Science

We are masters of our climate destiny — so let’s act like it

May 1, 2014 /

Sometimes it’s tempting to sink into a deep funk about the climate. After all, bad news seems to follow bad news. Places take years to recover from extreme weather shocks to the system. Not helping: governmental gridlock on an issue that has become inexplicably partisan; the inability of global entities to come to any meaningful agreement about who should do what, and, oh yes, efforts by certain individuals to thwart any moves toward building sustainable power systems.

Really, it’s enough to make you throw up your hands and settle deeper into the couch to zone out on crap TV.

It wasn’t always this way, of course. Remember the 1980s, when the phrase “ozone layer” first crossed the transom of public consciousness and we all stopped buying things like chlorofluorocarbon-splurting aerosols? The 1987 Montreal Protocol successfully restricted the release of CFCs into the atmosphere — and all told, it really did make a difference. If we hadn’t taken those actions, says climate scientist Gavin Schmidt, “we’d all be walking around every day wearing 20 layers of suntan cream, and skin cancer would be at unbelievably high records.” Turns out, we are capable of doing meaningful things when we put our minds to it.
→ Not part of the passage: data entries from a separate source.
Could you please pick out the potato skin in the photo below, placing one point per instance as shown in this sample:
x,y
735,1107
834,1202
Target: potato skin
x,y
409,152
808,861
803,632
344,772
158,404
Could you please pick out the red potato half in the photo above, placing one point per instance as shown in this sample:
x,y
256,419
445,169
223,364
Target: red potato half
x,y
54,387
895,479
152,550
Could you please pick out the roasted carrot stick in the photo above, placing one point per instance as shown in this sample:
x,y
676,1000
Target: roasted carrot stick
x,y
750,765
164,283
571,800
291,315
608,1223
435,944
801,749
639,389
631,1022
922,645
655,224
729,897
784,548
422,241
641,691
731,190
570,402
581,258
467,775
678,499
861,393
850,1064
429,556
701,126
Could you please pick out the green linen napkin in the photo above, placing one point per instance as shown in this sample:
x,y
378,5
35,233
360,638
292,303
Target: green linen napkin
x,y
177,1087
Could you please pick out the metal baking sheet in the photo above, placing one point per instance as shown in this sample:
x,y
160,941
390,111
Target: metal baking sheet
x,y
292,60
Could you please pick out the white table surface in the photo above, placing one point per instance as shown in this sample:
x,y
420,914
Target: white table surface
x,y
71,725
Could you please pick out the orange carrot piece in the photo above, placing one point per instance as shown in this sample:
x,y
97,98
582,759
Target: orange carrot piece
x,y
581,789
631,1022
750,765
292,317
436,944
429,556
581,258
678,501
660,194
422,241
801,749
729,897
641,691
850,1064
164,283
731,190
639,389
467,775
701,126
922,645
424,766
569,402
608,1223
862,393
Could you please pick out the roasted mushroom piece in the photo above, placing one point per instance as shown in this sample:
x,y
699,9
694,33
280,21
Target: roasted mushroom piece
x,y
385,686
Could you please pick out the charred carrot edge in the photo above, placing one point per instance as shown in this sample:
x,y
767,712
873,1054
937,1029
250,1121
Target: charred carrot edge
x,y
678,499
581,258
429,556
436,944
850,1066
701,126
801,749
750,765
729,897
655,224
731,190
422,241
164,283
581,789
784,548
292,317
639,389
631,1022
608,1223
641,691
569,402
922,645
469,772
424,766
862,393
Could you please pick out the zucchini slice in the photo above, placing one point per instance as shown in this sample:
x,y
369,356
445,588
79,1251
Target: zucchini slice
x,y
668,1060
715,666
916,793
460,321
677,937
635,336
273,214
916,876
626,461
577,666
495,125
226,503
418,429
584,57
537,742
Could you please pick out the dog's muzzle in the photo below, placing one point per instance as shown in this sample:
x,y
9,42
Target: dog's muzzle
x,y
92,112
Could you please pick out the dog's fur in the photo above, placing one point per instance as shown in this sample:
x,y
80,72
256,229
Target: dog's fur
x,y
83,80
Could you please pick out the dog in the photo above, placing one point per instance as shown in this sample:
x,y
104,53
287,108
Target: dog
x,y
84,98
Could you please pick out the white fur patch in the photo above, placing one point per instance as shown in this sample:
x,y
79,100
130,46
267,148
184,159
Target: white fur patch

So why the current pervasive feelings of helplessness? Two thoughts: First, the problem has become infinitely complex. The tangled webs connecting once distinct industries and ushering in global society have led business, culture and humanity to become entirely entwined — and this is true of climate change issues too. It’s frankly hard to understand any of it. Second, that confusion and lack of clarity is absolutely to the advantage of those with a vested interest in promoting business as usual. Veteran environment writer John Carey writes of the “decades-long, well-financed and purposely deceitful effort by the fossil fuel industry and conservative groups to sow doubt, spread misinformation and paint climate change as a liberal plot to raise taxes and expand Big Government.” With highly motivated and well-funded groups working to persuade us that our individual actions don’t add up to much, it’s perhaps no wonder that so many of us throw up our hands and declare defeat.

But the fact is, that’s no excuse, things are not hopeless, and it’s time to stop playing the victim or sticking our fingers in our ears and failing to pay attention. Listen to the scientists and they argue that there’s still time to see off the worst effects of climate change — but we have to get on and start now. One clear way to see this is in some of the climate models that Schmidt shows in his TED talk. One in particular includes three projections of what will happen to global temperatures — if we take aggressive action to combat climate change, if we take some action, or if we take no action at all. That last animation ends up with a blood-red world. It’s terrifying.

Schmidt and his cohorts aren’t in the business of building social movements to promote action on climate change. That’s up to us. There’s clearly a need for skilled communicators to help us to focus our vague feelings of discomfort into meaningful action. But we all need to remember that we have agency here. “For better or worse, we are masters of our climate destiny,” says Schmidt. Now’s the time to start behaving like it.